Immuno: Transplantation Flashcards
Which organ is most commonly transplanted?
- Kidneys
- Liver
autologous vs allogenic stem cell transplant
autologous - patients own stem cells
allogenenic - donor stem cell from HLA matched donor
then patient BM will be ablated
What is the average half-life of a transplanted kidney?
12 years
higher in living than deceased donor
Survival rate with dialysis vs kidney transplant
better survival with transplant (apart from initial post-op periond)
Allograft
Autograft
Xenograft
allograft - transplant of tissue between same species (both hymans - not identical twins)
autograft - transplant from patient’s own body body
xenograft - transplant between different species e.g. pig to human
What are the three phases of an immune response to a graft?
- Phase 1: recognition of foreign antigens
- Phase 2: activation of antigen-specific lymphocytes
- Phase 3: effect phase of graft rejection
What are the most relevant cellular proteins that can determine compatibility?
ABO
HLA
Which chromosome is HLA encoded on?
Chromosome 6
What are the two major components of rejection?
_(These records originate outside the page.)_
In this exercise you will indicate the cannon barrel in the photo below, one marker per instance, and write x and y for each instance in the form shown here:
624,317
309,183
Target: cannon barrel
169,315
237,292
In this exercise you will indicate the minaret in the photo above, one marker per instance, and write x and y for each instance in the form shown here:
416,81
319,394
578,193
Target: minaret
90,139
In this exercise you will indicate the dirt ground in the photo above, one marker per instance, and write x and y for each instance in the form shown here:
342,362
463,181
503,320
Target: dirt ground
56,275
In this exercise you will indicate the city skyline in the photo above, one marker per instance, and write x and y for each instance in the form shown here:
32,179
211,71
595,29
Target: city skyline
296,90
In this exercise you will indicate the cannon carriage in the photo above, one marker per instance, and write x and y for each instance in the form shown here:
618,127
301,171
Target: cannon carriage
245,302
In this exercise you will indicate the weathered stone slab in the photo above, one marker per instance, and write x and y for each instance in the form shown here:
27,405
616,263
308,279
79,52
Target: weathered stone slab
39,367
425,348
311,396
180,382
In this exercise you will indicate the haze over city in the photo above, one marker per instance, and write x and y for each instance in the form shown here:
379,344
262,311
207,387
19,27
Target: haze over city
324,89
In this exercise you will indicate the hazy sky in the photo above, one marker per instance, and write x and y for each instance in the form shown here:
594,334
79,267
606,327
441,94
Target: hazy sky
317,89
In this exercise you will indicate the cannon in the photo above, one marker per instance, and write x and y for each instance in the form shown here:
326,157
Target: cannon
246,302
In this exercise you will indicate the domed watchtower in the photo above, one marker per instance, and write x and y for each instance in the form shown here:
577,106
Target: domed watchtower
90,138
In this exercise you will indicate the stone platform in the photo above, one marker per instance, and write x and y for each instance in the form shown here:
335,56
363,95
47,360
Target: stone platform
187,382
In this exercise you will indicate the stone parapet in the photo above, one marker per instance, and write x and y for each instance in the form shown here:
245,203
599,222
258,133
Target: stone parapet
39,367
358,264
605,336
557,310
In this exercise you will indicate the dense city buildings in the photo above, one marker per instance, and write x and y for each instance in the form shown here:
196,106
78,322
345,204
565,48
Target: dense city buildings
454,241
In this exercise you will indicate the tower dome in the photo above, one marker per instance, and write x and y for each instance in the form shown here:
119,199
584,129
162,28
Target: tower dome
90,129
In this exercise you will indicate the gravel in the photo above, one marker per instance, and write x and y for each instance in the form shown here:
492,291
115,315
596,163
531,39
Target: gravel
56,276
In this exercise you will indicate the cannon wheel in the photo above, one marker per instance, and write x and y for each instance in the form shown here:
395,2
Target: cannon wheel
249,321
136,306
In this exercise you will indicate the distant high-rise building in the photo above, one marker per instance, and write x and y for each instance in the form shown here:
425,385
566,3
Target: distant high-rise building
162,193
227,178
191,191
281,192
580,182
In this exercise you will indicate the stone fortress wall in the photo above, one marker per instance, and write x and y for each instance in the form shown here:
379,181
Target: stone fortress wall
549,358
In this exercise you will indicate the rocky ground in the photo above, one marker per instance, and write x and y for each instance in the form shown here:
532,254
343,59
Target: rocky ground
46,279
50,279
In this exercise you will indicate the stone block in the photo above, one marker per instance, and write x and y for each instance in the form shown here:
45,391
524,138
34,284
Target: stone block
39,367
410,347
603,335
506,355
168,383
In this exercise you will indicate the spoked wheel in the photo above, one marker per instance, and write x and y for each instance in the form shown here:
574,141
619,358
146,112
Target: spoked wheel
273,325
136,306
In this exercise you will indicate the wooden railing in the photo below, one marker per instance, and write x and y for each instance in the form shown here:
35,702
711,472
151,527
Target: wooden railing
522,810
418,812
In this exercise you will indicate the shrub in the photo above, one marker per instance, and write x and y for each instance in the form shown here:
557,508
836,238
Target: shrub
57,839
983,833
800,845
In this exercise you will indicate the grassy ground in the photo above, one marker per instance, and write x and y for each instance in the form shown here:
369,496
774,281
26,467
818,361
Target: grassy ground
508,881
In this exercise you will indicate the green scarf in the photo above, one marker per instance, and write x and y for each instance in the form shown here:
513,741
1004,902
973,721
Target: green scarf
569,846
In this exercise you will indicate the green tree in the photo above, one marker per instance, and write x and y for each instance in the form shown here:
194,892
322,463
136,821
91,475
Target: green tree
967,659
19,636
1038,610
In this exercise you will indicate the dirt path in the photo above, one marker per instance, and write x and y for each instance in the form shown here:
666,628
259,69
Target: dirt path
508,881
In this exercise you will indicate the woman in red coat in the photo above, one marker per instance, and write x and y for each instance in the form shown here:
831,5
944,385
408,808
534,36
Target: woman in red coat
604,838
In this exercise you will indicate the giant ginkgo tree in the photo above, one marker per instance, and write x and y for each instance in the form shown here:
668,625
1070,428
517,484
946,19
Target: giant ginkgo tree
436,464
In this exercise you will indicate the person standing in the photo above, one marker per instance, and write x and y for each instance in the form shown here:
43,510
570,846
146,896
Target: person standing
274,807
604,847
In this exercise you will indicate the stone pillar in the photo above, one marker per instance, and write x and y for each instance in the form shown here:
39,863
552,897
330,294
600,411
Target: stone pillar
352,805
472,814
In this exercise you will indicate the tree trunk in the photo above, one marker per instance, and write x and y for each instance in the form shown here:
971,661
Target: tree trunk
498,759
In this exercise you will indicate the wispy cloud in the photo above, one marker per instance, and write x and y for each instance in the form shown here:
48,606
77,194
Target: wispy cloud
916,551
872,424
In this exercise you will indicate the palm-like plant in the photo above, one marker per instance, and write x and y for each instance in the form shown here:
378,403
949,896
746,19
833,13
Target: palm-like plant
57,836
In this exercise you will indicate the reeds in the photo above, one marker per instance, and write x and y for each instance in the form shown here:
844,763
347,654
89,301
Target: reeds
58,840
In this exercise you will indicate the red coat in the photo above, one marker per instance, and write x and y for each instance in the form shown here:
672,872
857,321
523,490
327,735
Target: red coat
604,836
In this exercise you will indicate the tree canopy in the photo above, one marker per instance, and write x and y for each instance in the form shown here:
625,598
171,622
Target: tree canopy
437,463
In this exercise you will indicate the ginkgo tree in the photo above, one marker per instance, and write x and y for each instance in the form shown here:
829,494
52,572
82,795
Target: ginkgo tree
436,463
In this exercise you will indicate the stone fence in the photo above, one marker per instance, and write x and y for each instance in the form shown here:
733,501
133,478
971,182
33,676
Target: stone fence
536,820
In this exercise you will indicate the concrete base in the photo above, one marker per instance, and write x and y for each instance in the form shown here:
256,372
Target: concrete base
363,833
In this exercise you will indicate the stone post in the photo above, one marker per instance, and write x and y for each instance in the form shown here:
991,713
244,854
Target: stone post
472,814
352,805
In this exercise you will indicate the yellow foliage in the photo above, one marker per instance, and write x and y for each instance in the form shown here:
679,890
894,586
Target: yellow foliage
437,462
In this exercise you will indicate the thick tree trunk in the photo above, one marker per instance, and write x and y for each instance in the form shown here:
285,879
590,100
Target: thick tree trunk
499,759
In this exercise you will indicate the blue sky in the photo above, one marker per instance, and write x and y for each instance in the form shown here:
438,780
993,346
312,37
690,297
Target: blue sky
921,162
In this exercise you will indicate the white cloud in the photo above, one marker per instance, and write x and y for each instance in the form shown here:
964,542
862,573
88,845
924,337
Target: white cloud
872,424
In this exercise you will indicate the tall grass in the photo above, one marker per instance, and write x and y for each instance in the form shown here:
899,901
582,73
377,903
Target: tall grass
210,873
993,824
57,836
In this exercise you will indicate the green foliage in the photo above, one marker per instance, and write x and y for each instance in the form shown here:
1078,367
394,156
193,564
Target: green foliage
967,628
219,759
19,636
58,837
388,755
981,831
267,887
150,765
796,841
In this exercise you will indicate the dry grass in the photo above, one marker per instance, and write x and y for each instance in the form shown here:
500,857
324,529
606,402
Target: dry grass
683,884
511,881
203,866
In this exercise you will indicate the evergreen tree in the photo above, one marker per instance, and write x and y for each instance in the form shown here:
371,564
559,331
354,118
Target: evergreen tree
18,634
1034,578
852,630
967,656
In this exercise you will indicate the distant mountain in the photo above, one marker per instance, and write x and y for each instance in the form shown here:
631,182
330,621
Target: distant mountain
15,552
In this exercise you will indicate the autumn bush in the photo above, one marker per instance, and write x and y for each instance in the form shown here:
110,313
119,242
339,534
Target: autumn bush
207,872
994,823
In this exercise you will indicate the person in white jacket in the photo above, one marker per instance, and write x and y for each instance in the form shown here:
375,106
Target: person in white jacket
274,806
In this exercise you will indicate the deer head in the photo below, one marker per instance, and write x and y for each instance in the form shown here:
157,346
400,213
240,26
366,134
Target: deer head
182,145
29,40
- T cell-mediated rejection
- Antibody-mediated rejection
Describe the basic structure of HLA Class I and Class II.
- Class I: have three alpha domains and a beta-2 microglobulin domain, has one transmembrane domain
- Class II: has two alpha and two beta domains, had two transmembrane domains
Which alleles encode HLA Class I and Class II?
- Class I: A, B and C
- Class II: DP, DQ, DR
Where are HLA Class I and Class II expressed?
MHC = HLA
- Class I: all cells
- Class II: antigen-presenting cells (can be upregulated at times of stress)
CD4 bind MHC II
CD8 bind MHC I
What is the benefit of having high variability in the peptide-binding groove of MHC?
Can present a wide variety of antigens
What is the disadvantage of the variability in the peptide-binding groove of MHC with regards to transplants?
This means that the host immune system can react with the slightly different MHC of the donor leading to rejection.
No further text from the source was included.